С большой любовью пишет он портреты своих близких. В Антиб, где он проводит очередное лето, к нему приехала мать. Он рисует ее портрет так, чтобы он ей понравился: немного полноватая старая дама с тщательно уложенными волнистыми волосами. На этом приятном лице, чьи черты с возрастом лишь смягчились, выделяются черные глаза с очень длинными ресницами, которые она передала своему сыну, у рта же залегла слегка ироничная складка.
Пикассо пишет множество портретов своей жены; она задумчива, кудрявая голова ее опирается на руку, скульптурный лоб, крупный нос. В одном из этих портретов узнается модель «богинь за туалетом», очарованно смотрящихся в зеркало.
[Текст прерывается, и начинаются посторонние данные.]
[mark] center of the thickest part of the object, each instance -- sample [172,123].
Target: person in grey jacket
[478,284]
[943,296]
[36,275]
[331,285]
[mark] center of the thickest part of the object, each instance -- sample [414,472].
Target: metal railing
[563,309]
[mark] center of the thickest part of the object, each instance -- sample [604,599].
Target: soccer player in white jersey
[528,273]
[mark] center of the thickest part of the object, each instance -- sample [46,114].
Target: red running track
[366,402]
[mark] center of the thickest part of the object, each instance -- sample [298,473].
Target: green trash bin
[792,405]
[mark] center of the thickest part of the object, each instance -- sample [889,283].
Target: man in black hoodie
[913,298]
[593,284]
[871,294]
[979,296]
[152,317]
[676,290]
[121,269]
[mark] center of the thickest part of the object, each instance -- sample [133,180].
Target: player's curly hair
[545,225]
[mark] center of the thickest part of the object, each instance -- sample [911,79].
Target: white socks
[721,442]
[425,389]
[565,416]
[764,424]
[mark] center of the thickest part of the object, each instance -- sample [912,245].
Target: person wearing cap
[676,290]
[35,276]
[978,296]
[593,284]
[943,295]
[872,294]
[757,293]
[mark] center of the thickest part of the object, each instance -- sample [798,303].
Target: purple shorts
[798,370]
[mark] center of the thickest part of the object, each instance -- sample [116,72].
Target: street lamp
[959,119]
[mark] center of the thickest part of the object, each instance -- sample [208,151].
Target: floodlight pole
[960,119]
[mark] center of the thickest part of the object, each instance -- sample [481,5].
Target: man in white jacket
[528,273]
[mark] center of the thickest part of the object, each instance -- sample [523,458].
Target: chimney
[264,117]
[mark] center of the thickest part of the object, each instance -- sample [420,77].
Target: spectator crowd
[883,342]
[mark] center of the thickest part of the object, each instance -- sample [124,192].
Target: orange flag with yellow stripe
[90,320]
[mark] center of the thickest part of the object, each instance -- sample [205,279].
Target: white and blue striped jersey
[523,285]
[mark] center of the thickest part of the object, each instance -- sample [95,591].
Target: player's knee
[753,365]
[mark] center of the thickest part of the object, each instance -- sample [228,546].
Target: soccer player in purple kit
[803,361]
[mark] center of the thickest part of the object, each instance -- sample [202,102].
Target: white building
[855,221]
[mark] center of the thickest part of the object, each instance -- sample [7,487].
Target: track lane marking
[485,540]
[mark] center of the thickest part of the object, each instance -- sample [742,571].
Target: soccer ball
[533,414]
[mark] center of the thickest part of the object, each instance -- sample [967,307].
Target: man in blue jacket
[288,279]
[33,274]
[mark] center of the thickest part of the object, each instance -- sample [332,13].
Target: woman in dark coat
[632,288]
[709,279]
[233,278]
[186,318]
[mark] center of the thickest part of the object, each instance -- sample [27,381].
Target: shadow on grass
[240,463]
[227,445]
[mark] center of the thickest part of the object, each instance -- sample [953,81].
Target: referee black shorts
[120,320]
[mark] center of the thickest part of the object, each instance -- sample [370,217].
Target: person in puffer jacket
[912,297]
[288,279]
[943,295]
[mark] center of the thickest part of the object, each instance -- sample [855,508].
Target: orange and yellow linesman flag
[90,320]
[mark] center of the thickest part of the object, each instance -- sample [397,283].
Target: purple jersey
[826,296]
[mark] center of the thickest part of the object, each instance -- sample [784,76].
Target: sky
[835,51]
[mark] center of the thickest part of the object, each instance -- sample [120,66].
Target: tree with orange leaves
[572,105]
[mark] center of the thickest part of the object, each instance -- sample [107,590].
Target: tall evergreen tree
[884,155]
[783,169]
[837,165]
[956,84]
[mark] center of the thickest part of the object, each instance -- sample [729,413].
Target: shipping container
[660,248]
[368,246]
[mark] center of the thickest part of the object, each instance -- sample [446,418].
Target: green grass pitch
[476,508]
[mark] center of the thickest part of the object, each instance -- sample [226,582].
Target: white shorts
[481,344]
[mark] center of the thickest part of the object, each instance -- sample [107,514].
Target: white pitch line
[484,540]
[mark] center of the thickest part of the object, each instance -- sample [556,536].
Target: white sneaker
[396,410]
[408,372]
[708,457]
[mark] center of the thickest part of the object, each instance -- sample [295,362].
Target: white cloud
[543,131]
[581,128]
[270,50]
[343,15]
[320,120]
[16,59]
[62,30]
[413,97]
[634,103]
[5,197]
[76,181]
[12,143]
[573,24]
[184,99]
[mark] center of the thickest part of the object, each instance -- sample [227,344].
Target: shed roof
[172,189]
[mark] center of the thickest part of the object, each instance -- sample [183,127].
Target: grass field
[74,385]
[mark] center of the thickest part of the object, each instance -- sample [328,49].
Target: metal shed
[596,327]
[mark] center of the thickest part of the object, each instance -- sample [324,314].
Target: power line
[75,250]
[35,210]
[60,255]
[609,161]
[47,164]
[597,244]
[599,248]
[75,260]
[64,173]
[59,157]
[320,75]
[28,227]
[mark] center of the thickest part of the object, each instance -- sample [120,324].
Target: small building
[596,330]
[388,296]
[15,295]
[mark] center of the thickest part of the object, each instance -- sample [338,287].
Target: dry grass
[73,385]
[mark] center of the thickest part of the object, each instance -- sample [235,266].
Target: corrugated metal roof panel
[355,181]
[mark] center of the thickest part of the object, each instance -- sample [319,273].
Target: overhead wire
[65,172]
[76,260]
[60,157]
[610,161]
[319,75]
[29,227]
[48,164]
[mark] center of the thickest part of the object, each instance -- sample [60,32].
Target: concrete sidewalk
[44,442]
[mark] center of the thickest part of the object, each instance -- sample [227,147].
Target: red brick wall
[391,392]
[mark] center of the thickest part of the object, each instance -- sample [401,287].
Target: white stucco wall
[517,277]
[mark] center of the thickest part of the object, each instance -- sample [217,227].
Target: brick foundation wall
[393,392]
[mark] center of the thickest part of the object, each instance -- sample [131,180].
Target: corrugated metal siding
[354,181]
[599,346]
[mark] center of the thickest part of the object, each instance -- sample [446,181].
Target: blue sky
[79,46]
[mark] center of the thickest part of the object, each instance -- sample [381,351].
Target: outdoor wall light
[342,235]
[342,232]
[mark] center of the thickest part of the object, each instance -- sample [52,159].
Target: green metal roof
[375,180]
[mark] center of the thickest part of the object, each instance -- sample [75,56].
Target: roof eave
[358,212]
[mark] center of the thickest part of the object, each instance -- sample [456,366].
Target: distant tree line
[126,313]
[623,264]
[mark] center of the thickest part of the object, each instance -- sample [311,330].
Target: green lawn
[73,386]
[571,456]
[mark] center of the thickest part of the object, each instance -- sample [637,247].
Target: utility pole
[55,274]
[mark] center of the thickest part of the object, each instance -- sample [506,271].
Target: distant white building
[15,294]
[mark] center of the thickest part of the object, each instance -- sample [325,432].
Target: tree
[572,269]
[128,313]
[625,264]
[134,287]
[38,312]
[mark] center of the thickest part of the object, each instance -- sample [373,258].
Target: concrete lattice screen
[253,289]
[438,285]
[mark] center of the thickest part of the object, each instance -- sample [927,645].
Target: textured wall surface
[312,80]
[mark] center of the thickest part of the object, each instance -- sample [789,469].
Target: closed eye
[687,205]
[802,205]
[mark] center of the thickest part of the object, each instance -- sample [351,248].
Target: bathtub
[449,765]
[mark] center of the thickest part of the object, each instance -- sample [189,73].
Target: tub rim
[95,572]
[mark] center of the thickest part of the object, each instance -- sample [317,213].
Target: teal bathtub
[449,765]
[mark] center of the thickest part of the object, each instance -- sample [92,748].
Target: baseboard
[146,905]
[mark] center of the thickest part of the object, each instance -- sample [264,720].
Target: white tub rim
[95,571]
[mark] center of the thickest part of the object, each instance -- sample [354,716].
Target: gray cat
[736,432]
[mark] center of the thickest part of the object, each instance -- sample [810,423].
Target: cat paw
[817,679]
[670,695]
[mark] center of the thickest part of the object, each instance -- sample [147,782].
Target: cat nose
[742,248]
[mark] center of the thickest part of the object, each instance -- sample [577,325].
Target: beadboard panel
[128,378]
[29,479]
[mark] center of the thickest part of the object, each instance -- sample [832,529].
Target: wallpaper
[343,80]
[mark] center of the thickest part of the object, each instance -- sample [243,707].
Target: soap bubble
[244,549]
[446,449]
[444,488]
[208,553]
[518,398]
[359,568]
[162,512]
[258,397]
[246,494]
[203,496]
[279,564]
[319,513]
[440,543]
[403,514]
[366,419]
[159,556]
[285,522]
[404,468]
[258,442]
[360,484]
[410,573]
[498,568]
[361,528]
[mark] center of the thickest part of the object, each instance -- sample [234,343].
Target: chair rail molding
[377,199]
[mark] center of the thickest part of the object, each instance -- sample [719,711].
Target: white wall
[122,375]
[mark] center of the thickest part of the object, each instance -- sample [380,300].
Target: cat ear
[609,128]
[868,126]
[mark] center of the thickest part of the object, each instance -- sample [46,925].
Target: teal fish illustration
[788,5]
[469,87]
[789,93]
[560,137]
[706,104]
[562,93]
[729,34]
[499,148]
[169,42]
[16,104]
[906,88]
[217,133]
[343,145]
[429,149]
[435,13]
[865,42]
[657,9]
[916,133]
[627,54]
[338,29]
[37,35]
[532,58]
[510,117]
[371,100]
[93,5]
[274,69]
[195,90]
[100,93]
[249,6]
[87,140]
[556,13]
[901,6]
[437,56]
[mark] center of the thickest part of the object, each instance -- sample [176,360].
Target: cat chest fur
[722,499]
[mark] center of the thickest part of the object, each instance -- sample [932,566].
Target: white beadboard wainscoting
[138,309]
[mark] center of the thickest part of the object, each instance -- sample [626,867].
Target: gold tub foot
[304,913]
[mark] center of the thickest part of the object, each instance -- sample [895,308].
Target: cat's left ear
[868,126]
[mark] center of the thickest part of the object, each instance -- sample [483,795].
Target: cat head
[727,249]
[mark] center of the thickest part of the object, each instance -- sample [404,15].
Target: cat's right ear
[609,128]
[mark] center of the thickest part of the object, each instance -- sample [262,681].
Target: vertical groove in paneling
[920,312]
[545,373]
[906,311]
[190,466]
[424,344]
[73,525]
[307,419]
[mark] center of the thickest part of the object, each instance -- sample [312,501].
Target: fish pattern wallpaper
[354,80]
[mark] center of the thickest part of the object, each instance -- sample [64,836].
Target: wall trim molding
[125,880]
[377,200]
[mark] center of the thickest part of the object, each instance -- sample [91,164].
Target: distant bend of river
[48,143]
Но чаще всего он все-таки рисует своего сына: открытый взгляд, короткая верхняя губа, ямочка на подбородке. Он рисует его в белой шапочке в гонкую черную полоску; затем, в два года, сидящим за маленьким столиком, тяжелая голова его склонена над белым листом. Не очень еще уверенно держась на маленьких ножках, Пауло ведет на веревочке белого ягненка, на этом портрете видно, что именно он служил моделью Купидона в античных полотнах. Ребенок сидит на ослике, вид у Пауло немного обеспокоенный. И если Пауло выписан большими, накладывающимися друг на друга плоскостями, то ослик совершенно реалистичен и передан с поразительной скрупулезностью. Этот портрет сделан на самом деле с фотографии.